According to the agency’s inspector general, the Space Launch System being created to transport astronauts to the moon is on pace to cost $6 billion more and take six years longer than initially projected.
The lunar project, called Artemis, is scheduled to involve multiple rocket launches prior to a mission that will take humans to the moon. Its first launch occurred in November.
Interesting chart in NASA budget documents this morning that show Artemis 3 still launching in 2025, but Artemis 4 pushed back to 2028. pic.twitter.com/xkURdlwSzr
— Jeff Foust (@jeff_foust) March 13, 2023
In any case, the program is not turning out to be as efficient as NASA scientists had hoped.
“NASA’s spending on the Artemis Moon Program is expected to reach $93 billion by 2025, including $23.8 billion already spent on the SLS system through 2022,” the audit concluded. “That sum represents ‘$6 billion in cost increases and over six years in schedule delays above NASA’s original projections,’” the report states.
Although engineers initially believed that reusing rockets from previous space shuttles would translate into overall cost savings, the inspector general’s report determined that those reductions have not helped keep the project within its original budget. In fact, figuring out how to combine used and new components in the complex spacecraft has been a costly and time-consuming addition to the mission.

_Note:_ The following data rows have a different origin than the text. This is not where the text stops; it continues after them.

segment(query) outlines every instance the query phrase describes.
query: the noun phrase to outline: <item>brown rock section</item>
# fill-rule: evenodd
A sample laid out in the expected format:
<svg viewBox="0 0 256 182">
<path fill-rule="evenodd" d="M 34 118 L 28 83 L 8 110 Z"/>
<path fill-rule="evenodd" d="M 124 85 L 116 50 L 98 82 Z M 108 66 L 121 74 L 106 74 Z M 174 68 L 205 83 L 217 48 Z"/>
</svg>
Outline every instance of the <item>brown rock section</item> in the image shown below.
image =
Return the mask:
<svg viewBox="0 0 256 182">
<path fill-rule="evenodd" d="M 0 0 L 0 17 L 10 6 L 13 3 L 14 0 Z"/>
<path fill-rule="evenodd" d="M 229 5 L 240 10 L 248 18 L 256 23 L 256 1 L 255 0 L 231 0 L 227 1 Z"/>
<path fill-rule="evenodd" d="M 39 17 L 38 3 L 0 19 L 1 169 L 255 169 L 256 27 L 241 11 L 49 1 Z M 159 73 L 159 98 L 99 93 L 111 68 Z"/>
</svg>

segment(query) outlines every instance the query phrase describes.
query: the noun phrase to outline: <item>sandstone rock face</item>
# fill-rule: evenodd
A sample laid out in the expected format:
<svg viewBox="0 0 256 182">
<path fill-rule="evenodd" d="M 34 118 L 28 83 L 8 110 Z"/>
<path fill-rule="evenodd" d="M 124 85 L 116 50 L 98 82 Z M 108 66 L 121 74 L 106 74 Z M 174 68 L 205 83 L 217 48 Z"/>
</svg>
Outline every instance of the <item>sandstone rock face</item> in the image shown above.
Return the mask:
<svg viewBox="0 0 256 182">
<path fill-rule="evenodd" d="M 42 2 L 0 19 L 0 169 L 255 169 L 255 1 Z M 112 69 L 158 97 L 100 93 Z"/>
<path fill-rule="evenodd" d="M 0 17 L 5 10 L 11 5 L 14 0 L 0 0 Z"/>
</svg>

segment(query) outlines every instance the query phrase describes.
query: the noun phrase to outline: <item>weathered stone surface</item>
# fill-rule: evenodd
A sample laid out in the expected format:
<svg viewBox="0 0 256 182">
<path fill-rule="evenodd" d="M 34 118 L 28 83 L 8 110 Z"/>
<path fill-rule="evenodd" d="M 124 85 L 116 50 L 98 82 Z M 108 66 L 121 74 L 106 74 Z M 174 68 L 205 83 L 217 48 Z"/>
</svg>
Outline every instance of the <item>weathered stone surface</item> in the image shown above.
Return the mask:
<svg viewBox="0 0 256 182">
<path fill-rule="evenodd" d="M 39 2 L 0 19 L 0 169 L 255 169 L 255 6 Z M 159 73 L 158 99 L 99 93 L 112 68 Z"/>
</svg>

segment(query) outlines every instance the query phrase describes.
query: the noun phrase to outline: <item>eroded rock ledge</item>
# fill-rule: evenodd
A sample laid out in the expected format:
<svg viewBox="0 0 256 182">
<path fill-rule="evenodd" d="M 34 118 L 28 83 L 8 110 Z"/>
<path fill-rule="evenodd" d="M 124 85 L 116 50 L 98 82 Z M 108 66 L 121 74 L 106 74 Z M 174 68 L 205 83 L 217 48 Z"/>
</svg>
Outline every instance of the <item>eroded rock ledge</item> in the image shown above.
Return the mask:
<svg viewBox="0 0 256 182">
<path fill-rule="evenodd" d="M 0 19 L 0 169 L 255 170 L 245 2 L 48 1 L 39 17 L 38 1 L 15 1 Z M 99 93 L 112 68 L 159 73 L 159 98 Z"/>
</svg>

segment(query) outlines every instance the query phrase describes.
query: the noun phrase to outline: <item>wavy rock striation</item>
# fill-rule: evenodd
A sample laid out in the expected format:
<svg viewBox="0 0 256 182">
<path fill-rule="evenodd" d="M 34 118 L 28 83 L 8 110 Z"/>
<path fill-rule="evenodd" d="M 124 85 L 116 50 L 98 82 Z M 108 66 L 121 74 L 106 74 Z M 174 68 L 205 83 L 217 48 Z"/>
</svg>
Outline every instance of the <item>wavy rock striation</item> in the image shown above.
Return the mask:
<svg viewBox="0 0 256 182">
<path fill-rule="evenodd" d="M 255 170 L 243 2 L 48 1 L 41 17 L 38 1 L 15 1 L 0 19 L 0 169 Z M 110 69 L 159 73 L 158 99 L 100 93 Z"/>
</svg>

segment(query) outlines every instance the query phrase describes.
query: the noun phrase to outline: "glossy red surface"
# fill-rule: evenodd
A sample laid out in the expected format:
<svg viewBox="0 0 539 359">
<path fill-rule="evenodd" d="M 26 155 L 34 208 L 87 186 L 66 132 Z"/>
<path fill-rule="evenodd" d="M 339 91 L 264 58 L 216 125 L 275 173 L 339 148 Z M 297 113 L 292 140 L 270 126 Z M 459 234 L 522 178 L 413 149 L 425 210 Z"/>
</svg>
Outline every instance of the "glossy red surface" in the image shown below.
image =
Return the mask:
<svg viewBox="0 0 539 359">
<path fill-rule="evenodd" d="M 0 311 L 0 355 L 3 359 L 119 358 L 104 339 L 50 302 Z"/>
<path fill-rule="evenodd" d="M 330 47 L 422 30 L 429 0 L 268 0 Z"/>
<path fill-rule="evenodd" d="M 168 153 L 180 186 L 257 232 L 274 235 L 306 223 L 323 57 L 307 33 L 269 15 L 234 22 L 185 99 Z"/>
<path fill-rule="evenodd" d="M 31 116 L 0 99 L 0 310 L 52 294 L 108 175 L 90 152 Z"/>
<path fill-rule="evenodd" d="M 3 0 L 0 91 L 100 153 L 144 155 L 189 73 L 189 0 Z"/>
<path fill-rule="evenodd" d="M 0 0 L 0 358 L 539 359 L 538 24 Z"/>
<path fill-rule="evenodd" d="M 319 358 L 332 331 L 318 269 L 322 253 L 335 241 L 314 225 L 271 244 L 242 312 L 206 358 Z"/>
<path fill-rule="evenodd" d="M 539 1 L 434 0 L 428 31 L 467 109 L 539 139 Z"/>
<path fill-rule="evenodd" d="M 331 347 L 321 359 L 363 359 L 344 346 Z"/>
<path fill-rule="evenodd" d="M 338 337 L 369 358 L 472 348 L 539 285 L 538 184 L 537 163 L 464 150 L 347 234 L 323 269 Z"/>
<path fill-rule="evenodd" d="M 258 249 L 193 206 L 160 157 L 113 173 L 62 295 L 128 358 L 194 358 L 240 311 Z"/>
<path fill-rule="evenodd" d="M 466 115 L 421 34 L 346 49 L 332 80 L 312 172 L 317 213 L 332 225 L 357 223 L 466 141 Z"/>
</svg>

According to the audit: “These increases are caused by interrelated issues such as assumptions that the use of heritage technologies from the Space Shuttle and Constellation Programs were expected to result in significant cost and schedule savings compared to developing new systems for the SLS. However, the complexity of developing, updating, and integrating new systems along with heritage components proved to be much greater than anticipated.”
Another central cause of the cost overages, according to the report, is the type of contracts that have been offered to suppliers thus far in the program. So-called “cost-plus” deals allow contractors to tack on additional expenses and raise costs on a whim.
In order to address this issue, the inspector general urges NASA to only offer fixed-price contracts for the remainder of the Artemis program. The agency has indicated that it would accept the recommendations included in the audit, though, as with any bloated federal entity, it remains to be seen whether bureaucrats will be able to keep expenses down in the long run.